Hi- I checked the archives and there’s been lots of discussion about lead paint removal, but I was wondering if anyone had any experience with home lead testing kits. Are they affordable? Reliable? What are the best brands/sources?
We’re removing paint from a brick chimney and it would go much faster if we could grind it off, but I want to make sure it isn’t lead first. I know that it probably is, but I’d like to test it to make sure.
Thanks!
Replies
Check with a local paint store, I found Home Depot useless in this department, and they may have a simple test available. My local store had one $12 CDN. which included two test and they worked beautifully. The kit consisted of a 2" stick which had to be bent in the center to crack an internal vial, then the swab at the end is rubbed on the paint and within second the swab will either stay white if no lead was detected and in my case bright red where great amounts of lead are detected. As for the accuracy maybe not as reliable in the "no lead present" but at least it confirmed the "lead present" for me which as you are concerned will eliminate removal by grinding or heat options.
Freddy
From what I have read, the self-service kits are reliable for the binary lead vs. no lead distinction. The concentration of lead varies dramatically, and requires x-ray equipment, or a better chemical test. Make sure you scrape down to the brick and test all the layers of paint.
Removing paint from brick is a miserable task. If it is exterior brick, using a grinder may destroy the hard protective outer layer. Just something to consider.

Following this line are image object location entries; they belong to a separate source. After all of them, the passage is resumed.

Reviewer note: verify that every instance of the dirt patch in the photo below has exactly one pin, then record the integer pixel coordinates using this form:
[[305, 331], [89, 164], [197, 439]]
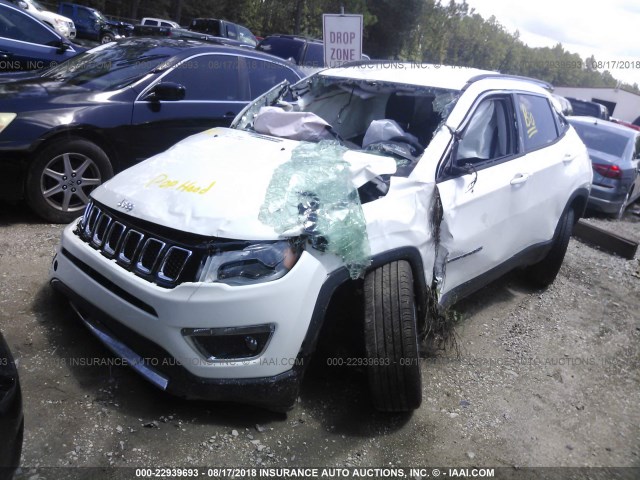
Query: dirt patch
[[542, 378]]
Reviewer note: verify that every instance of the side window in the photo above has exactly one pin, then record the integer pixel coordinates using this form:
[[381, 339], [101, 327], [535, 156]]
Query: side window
[[231, 31], [245, 36], [210, 77], [314, 56], [266, 75], [561, 122], [19, 26], [536, 121], [490, 134]]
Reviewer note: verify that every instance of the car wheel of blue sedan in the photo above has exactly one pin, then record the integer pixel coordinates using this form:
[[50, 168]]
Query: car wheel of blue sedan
[[63, 176], [106, 38]]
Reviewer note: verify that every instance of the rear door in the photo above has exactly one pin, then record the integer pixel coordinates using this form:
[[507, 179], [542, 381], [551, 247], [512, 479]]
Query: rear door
[[493, 207]]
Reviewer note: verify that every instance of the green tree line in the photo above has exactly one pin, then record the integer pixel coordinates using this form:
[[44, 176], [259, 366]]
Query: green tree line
[[415, 30]]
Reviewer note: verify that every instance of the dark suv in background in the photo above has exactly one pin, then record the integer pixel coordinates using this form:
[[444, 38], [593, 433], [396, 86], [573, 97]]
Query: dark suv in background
[[302, 51], [91, 24], [28, 44], [584, 108], [223, 28]]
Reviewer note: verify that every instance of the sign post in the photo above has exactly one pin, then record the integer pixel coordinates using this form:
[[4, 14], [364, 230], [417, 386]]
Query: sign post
[[342, 37]]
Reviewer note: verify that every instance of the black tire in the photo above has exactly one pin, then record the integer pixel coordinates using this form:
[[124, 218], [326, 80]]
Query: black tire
[[106, 38], [62, 176], [620, 213], [543, 273], [391, 338]]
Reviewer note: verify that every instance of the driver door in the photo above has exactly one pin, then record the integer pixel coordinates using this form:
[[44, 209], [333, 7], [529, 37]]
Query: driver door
[[484, 195]]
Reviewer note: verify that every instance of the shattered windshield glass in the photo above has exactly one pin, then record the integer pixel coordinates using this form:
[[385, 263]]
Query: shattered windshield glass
[[387, 118]]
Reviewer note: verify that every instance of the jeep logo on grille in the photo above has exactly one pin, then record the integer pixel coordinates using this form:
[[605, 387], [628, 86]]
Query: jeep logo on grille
[[128, 206]]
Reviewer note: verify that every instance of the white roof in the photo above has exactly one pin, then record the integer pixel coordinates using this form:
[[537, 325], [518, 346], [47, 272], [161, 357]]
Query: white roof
[[419, 74]]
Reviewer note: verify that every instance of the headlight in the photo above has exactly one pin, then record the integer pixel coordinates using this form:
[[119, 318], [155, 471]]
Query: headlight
[[5, 120], [257, 263]]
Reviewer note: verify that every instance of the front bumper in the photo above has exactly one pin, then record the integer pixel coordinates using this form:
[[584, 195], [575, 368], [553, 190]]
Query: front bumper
[[157, 366], [149, 320]]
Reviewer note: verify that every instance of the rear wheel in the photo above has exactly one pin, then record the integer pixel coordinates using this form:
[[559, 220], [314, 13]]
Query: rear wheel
[[62, 177], [620, 213], [391, 338], [106, 38], [546, 270]]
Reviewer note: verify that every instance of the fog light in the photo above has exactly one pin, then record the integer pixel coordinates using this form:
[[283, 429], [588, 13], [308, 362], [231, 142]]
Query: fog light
[[230, 343], [251, 343]]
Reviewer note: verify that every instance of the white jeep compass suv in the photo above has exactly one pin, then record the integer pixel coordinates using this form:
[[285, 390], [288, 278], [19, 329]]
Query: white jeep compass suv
[[209, 267]]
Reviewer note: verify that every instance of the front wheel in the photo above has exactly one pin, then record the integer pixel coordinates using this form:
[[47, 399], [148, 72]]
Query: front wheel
[[546, 270], [106, 38], [62, 177], [391, 338]]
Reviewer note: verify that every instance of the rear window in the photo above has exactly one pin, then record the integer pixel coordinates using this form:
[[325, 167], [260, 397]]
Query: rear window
[[601, 140]]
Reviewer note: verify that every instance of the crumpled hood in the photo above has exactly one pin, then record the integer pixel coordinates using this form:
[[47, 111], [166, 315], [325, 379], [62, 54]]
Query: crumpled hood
[[214, 183]]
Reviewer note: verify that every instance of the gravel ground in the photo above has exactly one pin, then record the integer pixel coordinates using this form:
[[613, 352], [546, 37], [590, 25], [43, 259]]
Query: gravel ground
[[540, 378]]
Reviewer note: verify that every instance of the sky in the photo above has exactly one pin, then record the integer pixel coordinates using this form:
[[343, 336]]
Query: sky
[[608, 30]]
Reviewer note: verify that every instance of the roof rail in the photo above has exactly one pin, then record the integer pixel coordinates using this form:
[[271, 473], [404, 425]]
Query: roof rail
[[540, 83]]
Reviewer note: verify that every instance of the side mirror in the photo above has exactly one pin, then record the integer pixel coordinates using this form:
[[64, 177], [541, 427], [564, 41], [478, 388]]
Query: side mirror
[[454, 168], [62, 47], [168, 91]]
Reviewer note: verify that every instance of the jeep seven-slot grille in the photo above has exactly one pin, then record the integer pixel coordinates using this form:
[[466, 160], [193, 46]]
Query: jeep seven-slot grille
[[137, 248]]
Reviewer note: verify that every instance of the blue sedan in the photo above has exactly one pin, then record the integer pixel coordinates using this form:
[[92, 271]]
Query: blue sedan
[[66, 130], [615, 152], [27, 44]]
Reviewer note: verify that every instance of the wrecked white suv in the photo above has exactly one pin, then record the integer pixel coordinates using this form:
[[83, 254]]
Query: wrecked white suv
[[209, 267]]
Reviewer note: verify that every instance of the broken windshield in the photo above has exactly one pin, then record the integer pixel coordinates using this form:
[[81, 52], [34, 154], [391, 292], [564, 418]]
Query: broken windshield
[[388, 118]]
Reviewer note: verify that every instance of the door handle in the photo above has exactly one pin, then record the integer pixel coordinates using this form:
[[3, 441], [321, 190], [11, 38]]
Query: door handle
[[520, 178]]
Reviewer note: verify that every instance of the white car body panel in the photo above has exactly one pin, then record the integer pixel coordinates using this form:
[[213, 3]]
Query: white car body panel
[[63, 25], [201, 184]]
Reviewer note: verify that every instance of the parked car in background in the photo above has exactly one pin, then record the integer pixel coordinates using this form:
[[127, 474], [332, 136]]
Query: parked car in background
[[223, 28], [588, 109], [615, 152], [11, 415], [182, 33], [158, 22], [63, 25], [67, 130], [91, 24], [217, 259], [28, 44], [626, 124], [302, 51]]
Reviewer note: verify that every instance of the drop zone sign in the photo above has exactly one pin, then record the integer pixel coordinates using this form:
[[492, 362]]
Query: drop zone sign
[[342, 36]]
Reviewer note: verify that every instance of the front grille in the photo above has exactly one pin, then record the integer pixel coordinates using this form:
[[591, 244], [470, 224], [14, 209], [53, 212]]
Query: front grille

I highly recommend Peel-Away products. They disolve the paint and it is swabbed away with green scrubbies, plastic scrapers and water. I have used it successfully to strip wood moldings in my house and have seen it used to strip the whole facade of a downtown building which had been painted, soft-faced brick (very delicate, old brick).
The Peel-Away stuff comes in several different grades, but are mostly free of harsh chemicals and work slowly. You brush it on, cover it with their paper covering (to prevent evaporation) and come back after 24 ~ 72 hours (some experimentation is needed, longer is better so long as it does not dry out).
Wear gloves and scrape it all into a drop cloth and voila, no more paint, lead or not.
Norm
I read somewhere that when you use the 'non-toxic' chemical strippers on brick, you can remove the softened paint gently with a pressure washer instead of a scraper.
While a pressure washer will certainly remove hardened paint from brick as well, the brick would be destroyed before the paint would give.
I have only used Peel Away (Types 6 and 7) and some equivalant chemicals on wood. Works well, but pretty expensive for a big area. The cost/benefit ratio would likely be better for brick.
csnow is right. The $10 test kits give only yes/no results. But that is typically enough. I'll explain below.
The standard in housing where children are present is 1.0 mg/square centimeter. Above that is "lead-based paint" (LBP) and below that is not LBP. Which means, legally, you don't have to remove 0.9 paint from the double-hung window in a child's room but you do have to remove 1.1 paint from ceiling of the parents room to declare the housing unit LBP-free. And if that 1.1 paint is being abated then it has to been done by a licensed LBP abatement contractor.
Now I will take off by LBP Inspector hat and put on my Lead Risk Assessor hat on (more training involved). Obviously, in the example above, the less-than-LBP on a friction surface is much more of a risk to the children than the technically-over the-limit LBP that has no identified pathway to human exposure. And for the worker dry sanding/grinding them both, the lead exposure would very similar.
And the 1.0 cut-off still can generate a significant case of actue lead posioning to a worker. NO DRY SANDING. 0.5 could as well. They had to draw the line somewhere and picked 1.0 for many practical reasons. But protection of construction workers was not one of the reasons.
Yes/No results. On the upper end: You can find 2 or 3 mg/cm2 on a surface that got a coat of lead-containing paint before 1978. You can find 25 or 40 mg/cm2 on a window sill of a 1915 Victorian. 10 times the lead, ten times the exposure. But in either case, workers should not dry sand, should isolate the area from the rest of the house, use HEPA filters, and review state and federal OSHA requirements, etc.
On the lower end: By 1978, they'd gotten essentially all the lead out. Paint will test (by X-ray fluoresence, an $11,000 instrument), at 0.00 or 0.01 to maybe 0.06. A hundred or thousand times less than old paint. There's not a lot in between. Not a lot of 0.2 or 0.8 paint out there. So the Yes/No results are actually fairly useful. "No" is good news - work normally. "Yes" almost certainly means moderate to high concentrations of LBP and, legal condsiderations aside, the right thing to do is protect your workers (and yourself) from the exposure to that lead.
Press the stapler in your desk. That tiny little bent staple that comes out, weighing a tiny fraction of a gram? That much lead (completely absorbed) into your body would kill you.
$10 test kits, more info: If you prep all the areas to tested in advance, you can use each tube to dab about 6 areas instead of one. Giving you more info on more building components for less money. Ideally, cut through all the paint layers with a razor knife at a shallow angle. After you dab it, look for the tell-tale pink color with a hand lens. This can tell you which layer/paint color is the culprit.